End of day one. Day two begins.

I'm resisting the temptation to just sit here and cry about the whole Rome thing for two reasons. First, we actually did do more than limp up and down Via Filippo Turati looking for food. Second, we went and saw some stuff worth seeing, and we want people to know what a great place Rome really is despite Radisson's every effort to sabotage our visit. If it had been our first visit to Rome, we'd never go back. Luckily it was our fifth and fourth visit, so we knew better. The hotel is not all of Rome. As I said, there's a happyish sort of ending. Eventually.

So we returned to our room and went to bed. The air conditioning stayed on all night. We managed to sleep fairly well.
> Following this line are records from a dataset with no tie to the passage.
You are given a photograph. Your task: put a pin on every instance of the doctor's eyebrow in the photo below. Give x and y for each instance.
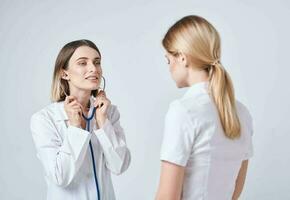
(85, 58)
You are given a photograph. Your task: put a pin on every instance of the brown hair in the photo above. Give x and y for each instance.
(60, 87)
(199, 40)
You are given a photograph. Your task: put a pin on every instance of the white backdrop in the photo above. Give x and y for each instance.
(255, 44)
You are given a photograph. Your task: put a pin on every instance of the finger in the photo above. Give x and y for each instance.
(101, 93)
(68, 99)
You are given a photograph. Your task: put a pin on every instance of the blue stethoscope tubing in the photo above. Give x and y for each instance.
(88, 119)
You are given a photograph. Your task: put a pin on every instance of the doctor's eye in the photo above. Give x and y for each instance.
(82, 63)
(168, 61)
(97, 63)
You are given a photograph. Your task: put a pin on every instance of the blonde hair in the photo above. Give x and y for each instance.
(200, 42)
(60, 87)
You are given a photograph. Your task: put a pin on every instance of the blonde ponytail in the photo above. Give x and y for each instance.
(222, 93)
(199, 40)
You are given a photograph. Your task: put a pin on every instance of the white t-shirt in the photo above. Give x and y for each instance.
(194, 138)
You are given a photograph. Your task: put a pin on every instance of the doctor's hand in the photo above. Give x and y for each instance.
(102, 103)
(73, 110)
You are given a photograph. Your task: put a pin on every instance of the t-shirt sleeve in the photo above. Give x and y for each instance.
(178, 137)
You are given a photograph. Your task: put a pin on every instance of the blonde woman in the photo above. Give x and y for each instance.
(207, 138)
(78, 157)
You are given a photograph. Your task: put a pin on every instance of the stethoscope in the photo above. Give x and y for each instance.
(88, 120)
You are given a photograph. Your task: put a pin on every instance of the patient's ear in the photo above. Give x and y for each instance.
(182, 59)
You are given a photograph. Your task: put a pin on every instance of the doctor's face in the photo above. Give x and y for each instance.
(178, 71)
(84, 69)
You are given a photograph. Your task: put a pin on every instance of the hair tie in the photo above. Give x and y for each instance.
(215, 63)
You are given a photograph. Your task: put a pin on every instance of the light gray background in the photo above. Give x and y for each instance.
(255, 43)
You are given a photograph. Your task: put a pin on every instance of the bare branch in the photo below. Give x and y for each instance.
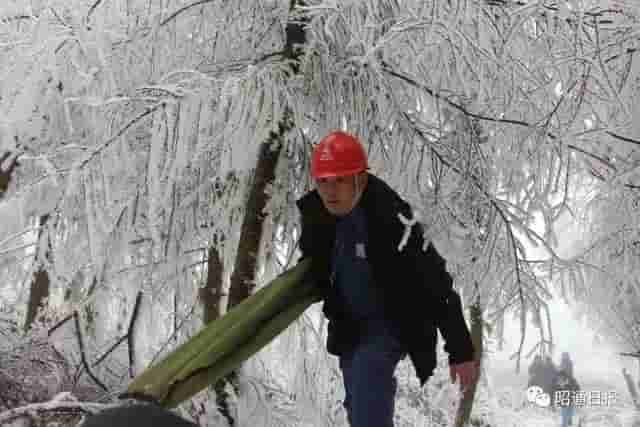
(182, 10)
(83, 355)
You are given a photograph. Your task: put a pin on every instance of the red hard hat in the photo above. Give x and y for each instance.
(338, 154)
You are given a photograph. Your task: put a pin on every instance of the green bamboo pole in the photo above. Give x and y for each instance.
(200, 379)
(223, 335)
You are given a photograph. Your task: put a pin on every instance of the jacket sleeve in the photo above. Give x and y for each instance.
(305, 244)
(436, 289)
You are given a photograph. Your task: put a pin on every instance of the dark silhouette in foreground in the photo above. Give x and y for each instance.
(137, 416)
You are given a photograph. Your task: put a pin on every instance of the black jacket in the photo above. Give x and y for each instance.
(416, 289)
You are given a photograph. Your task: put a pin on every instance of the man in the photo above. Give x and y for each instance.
(383, 300)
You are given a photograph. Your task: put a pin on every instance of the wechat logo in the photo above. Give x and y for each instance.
(538, 397)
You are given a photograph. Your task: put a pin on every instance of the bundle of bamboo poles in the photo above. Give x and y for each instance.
(228, 341)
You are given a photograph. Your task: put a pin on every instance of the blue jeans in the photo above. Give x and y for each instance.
(566, 412)
(369, 382)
In the morning, however, we really had to bathe. We had looked at the horrible bathtub/shower enclosure and tried getting into it still dressed just to see how. It had no handrails and the bottom was actually soft. You had the impression you really could plunge through the floor into the room below. The controls (? see below) were baffling. Again, they were completely counter-intuitive, and there was no such thing as a diagram. The glass door opened at an angle, creating only a very narrow opening, and the tub was slippery. We agreed only one of us would be naked at any given time in case we had to call an ambulance.


I went first. I put everything inside the enclosure that I would need, sat down straddling the tub, and laboriously swung and raised my other leg over the side with Joyce right there in case I should over-balance. Then, with her to balance me, I stood up, and turned the water on to the settings we had experimented with. There was no towel rack, so Joyce had to stand outside holding the towel until I was done. With the door open again, she gave me the towel so I could dry my face and hands, and then she helped me to sit down and swing back out the way I had gotten in. Then she said, "I'm not washing. I'm scared to death of this thing."

We compromised. I was completely dressed and ready to go for help before helping her to get into the enclosure, and like her, I stood by outside with the towel. The trick was never to move your feet once standing in bathing poition.

So that took an hour, no fooling. But we started early enough so we were way early for our Villa Borghese Museum tour and had a chance to sit in the cafeteria and eat a sort of breakfast while waiting. It was one of those places where, if you didn't pay for a seat, you ate standing up. We paid to sit, and there was a monitor to make sure no standees sat. The whole area outside the sitting room was jam-packed with standing, sweating tourists waiting to go on a tour. It was worth the price to sit down and be able to talk and write and eat. I'm sure the Italians think we're stupid to pay to sit to eat; they don't. But we're tourists, so there!

I don't remember the rules about photography inside, but we had already agreed to buy the book online when we got home, so we didn't take any pictures. There was a bookshop, of course, but outrageously priced and of course, then you have to carry it. So we will see that book again at Christmas. In the interim, here's a link to the museum itself:

http://www.galleriaborghese.it/borghese/en/edefault.htm

It's a very worthwhile tour with a guide who knows her or his stuff, which we had. Lacking a photo, however, here are our tickets.









Sorry this is blurry, but these are the bathtub controls, such as they were. Water came from three places: a slit in the side of the tub, a spigot on a swivel, and directly overhead, where the mold was growing. Note how all the ceramic veneer has been chpped away around the controls. The shower itself wasn't bad, but the sheer terror of getting in and out was just unbelieveable. What sort of loon would design such a thing, we have no clue. But at least it was consistent with the rest of the totally inadequate, inconvenient and poorly-designed establishment.